Throughout the discussion, he presents AI as an opportunity. Its effect depends on implementation, investment, data access, and the continued role of human judgment in service delivery.
Data Architecture Determines Strategic Advantage
A recurring point in the conversation concerns data. Drésin states that AI cannot function effectively in travel distribution without access to timely, connected, and usable data across modes and suppliers. He refers to the need to collect and organize information from airlines, rail, accommodation providers, car rental companies, insurers, and other travel services.
The discussion therefore moves from the application layer of technology to the underlying architecture that supports it. Data interoperability, multimodal integration, and digital booking and ticketing are presented not as abstract policy themes, but as operational requirements for more integrated travel distribution.
Drésin refers to the role of European institutions in promoting multimodal mobility and digital booking and ticketing regulation. In his account, these efforts are important because closed systems and fragmented data environments limit both integration and the practical usefulness of AI. He presents this regulatory movement as part of a longer process that can support more connected travel distribution over time.

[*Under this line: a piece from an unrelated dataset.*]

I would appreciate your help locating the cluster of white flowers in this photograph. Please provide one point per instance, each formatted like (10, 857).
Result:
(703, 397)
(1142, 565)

The Continuing Role of the Travel Advisor
Another theme in the session is the continuing role of the human advisor. Drésin says that travel professionals create value through guidance, personalization, and service, not only through repetitive administrative work. As automation takes over more routine tasks, he describes the visible role of the advisor as becoming more consultative.
He also distinguishes between selling a product and providing a service that meets the traveler's specific needs. In that context, he refers to the American use of the term travel advisors and describes the work as helping customers find the right experience and enjoy the holiday with the appropriate level of service.
The discussion also includes indirect distribution. Drésin states that indirect distribution remains useful for airlines and says that more cooperation between suppliers and intermediaries would be welcome. The relationship is presented as both collaborative and complex, with continued room for improvement in how the different parts of the ecosystem work together.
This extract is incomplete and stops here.